Bei Profinet spricht man ab einer gesicherten Reaktionszeit von 100ms schon von Realtime.

Das Mischen zwischen TCP/IP und RT und auch IRT ist problemlos machbar, allerdings ist bei IRT dies nur begrenzt machbar, da die Zeitfenster für TCP/IP begrenzt sind.


> Kommt ProfiNet RT zum Einsatz, ist TCP/IP unbrauchbar, da keine genauen Zeiten garantiert werden können


Ich gehe davon aus, hier ist IRT gemeint, dann ist diese Aussage aber so nicht korrekt. Die IRT-Switche kümmern sich darum, dass die Timings genau eingehalten werden.

Ob es allerdings sinnvoll ist, TCP/IP auf einer IRT Leitung zu betreiben, das steht auf einem anderen Blatt

Gruß,
Centi


----------



## Maxl (29 Mai 2008)

@centipede
Kannst Du mir bitte 1 vernünftige Anwendung nennen, bei der IRT derzeit schon zum Einsatz kommt oder notwendig ist bzw. eine S7-CPU welche das unterstützt?

Also nochmals zum Thema:


> Nun, ich plane ein Netz mit S7 PN/CPU und mehreren FU mit Profinet und Scalance Switches. Soll daß heißen, daß ich mit TCP/IP z.B. Projektierungsrechner oder SCADA im gleichen Netz nicht mehr arbeiten kann? (Entsetzen)

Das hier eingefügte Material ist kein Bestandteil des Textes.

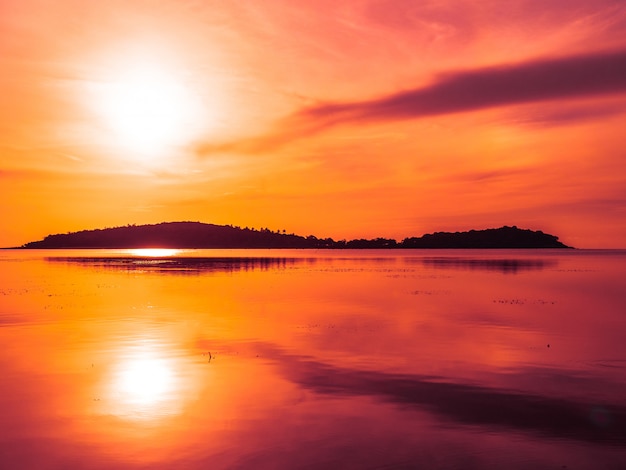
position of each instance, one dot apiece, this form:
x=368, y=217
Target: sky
x=351, y=119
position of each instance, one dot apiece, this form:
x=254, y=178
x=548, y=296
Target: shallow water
x=313, y=359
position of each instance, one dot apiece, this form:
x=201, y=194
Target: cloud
x=540, y=80
x=534, y=81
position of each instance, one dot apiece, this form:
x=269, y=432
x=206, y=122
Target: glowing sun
x=148, y=108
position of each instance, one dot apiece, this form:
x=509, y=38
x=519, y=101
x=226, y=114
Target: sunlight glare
x=154, y=252
x=149, y=108
x=145, y=380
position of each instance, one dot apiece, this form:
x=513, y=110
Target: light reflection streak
x=154, y=252
x=145, y=384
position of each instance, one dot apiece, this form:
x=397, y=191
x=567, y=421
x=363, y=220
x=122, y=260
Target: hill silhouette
x=202, y=235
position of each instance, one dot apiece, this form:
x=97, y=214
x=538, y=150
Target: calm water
x=313, y=359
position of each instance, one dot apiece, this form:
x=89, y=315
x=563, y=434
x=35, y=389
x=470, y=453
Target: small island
x=203, y=235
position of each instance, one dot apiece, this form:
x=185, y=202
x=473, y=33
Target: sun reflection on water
x=145, y=380
x=145, y=384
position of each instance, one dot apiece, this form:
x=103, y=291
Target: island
x=203, y=235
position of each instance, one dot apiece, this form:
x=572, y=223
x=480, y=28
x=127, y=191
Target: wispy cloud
x=534, y=81
x=540, y=80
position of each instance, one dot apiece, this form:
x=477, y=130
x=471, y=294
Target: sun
x=147, y=108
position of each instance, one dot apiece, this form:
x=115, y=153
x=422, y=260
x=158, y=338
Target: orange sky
x=359, y=118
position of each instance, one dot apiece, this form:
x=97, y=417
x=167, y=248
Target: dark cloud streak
x=542, y=80
x=455, y=92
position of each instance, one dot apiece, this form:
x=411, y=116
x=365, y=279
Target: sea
x=312, y=359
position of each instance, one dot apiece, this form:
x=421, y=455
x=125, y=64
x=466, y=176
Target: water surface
x=312, y=359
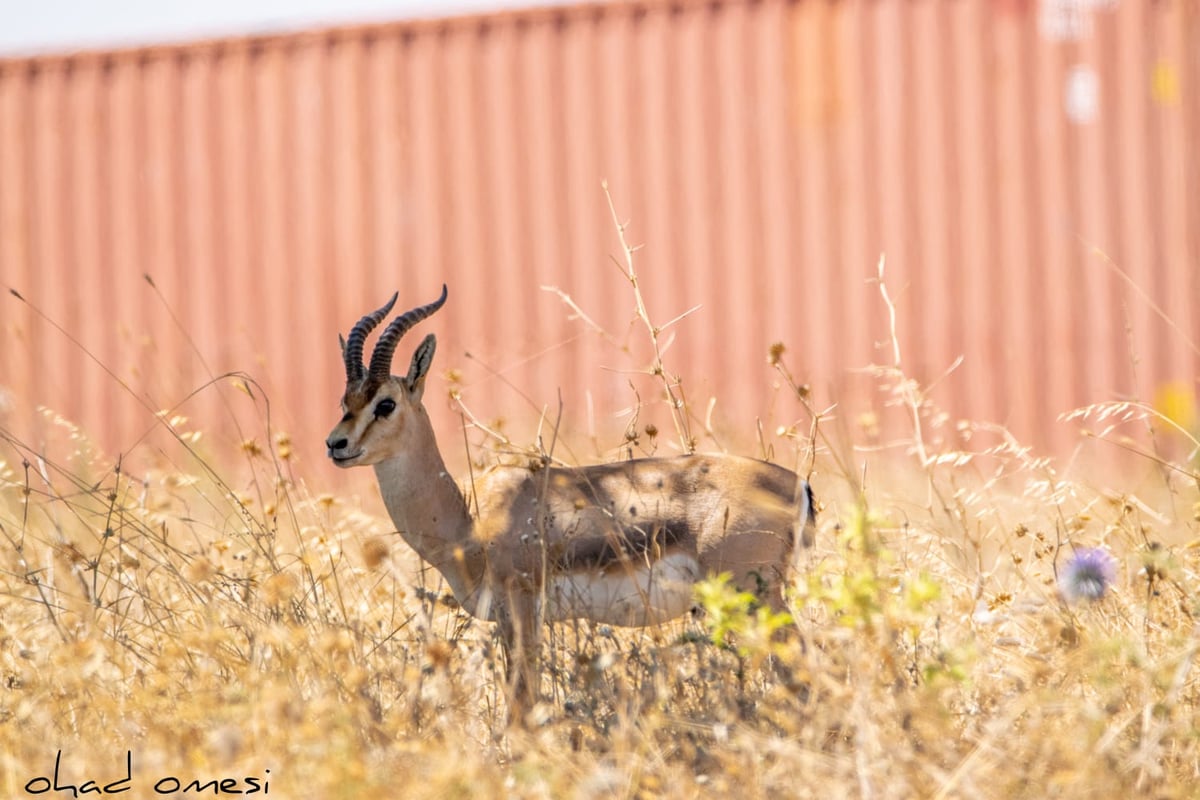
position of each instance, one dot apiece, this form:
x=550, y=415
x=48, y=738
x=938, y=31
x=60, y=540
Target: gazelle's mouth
x=343, y=459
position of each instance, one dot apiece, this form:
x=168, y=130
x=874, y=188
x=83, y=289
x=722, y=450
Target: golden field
x=219, y=625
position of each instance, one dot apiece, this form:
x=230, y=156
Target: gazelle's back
x=607, y=534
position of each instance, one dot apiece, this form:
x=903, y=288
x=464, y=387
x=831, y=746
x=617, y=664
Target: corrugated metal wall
x=766, y=151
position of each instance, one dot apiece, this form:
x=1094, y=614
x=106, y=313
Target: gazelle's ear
x=423, y=358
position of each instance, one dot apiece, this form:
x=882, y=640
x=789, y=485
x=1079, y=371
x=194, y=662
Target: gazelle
x=621, y=543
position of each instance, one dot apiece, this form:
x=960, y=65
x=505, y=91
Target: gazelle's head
x=379, y=408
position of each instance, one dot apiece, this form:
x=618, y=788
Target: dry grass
x=271, y=636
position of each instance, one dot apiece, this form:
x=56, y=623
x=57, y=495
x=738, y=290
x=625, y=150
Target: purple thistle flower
x=1087, y=575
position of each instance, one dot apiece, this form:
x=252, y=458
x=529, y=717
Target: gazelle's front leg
x=521, y=639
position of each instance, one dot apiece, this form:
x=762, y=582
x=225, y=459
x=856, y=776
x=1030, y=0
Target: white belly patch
x=631, y=595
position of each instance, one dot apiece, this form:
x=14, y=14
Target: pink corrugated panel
x=1032, y=185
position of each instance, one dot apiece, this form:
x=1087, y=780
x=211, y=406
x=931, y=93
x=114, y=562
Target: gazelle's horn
x=352, y=347
x=381, y=360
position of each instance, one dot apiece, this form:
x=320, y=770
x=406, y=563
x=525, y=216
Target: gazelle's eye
x=385, y=407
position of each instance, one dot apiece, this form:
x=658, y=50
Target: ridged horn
x=381, y=360
x=352, y=348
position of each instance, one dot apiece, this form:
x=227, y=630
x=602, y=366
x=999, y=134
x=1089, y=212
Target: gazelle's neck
x=430, y=511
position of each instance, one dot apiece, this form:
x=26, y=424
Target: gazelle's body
x=621, y=543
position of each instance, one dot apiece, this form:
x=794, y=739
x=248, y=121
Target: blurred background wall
x=1030, y=170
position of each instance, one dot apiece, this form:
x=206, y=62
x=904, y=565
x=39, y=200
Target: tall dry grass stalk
x=216, y=623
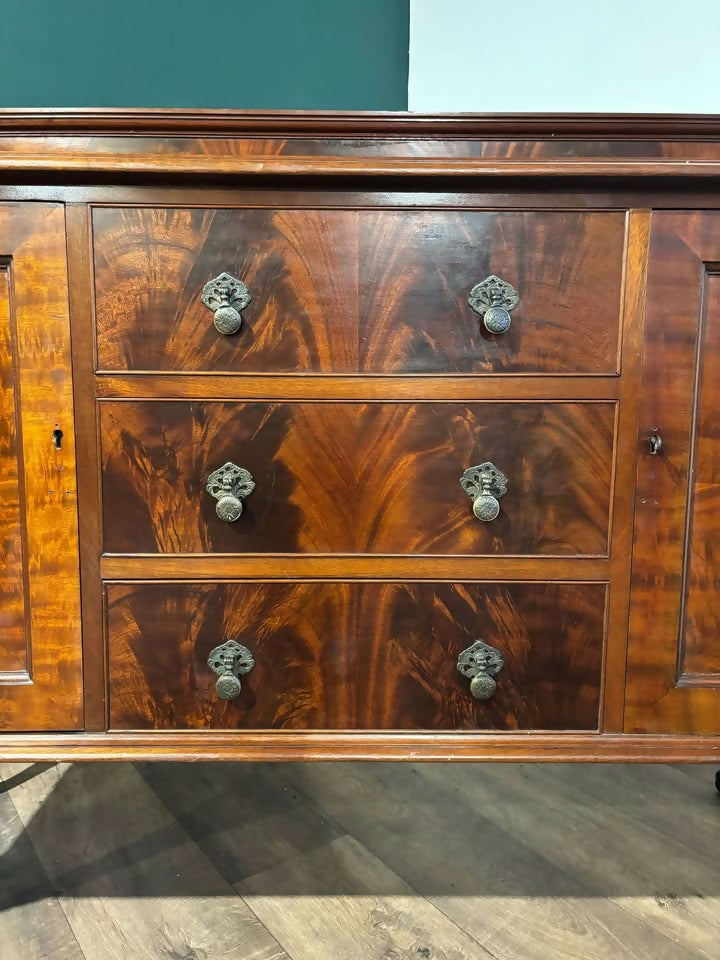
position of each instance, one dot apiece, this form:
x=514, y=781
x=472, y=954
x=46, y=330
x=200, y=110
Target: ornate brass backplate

Die CPUs und FU sprechen normalerweise sowohl Profinet RT (IO) als auch TCP/IP. Die CPU spricht mit den FU per Profinet RT (was den Einsatz von Scalance-Switches erfordert), parallel können alle Teilnehmer am gleichen Netz auch per TCP/IP angesprochen werden (also z.B. Projektierungsrechner - CPU, FU; SCADA - CPU usw.).

Wichtig dabei zu wissen sind einige Eigenheiten von Profinet RT:
- Das RT-Protokoll hat eine höhere Priorität und ist deterministisch. Über die Reaktionszeiten in denen man von "RealTime" spricht, mag man streiten - 2-8ms erreichbare Reaktionszeit bei Profinet RT sind aber durchaus realistisch.
- Profinet RT arbeitet nach dem Controller-Device (Master-Slave) System, welches eine schnelle Kommunikation Controller - Device ermöglicht. Die Kommunikation von Controller zu Controller (also CPU-CPU) ist dabei nur indirekt via PN/PN-Koppler (funktioniert wie DP/DP-Koppler) mit ähnlichen Reaktionszeiten wie Controller-Device möglich.
- Die direkte Verbindung  von CPU zu CPU ohne PN/PN-Koppler ist nur mittels S7 Verbindungen möglich (diese setzt auf TCP/IP auf) - die Reaktionszeiten liegen dabei im Bereich von 100 bis einigen 100 ms - UND: das ganze ist nicht determinsitisch.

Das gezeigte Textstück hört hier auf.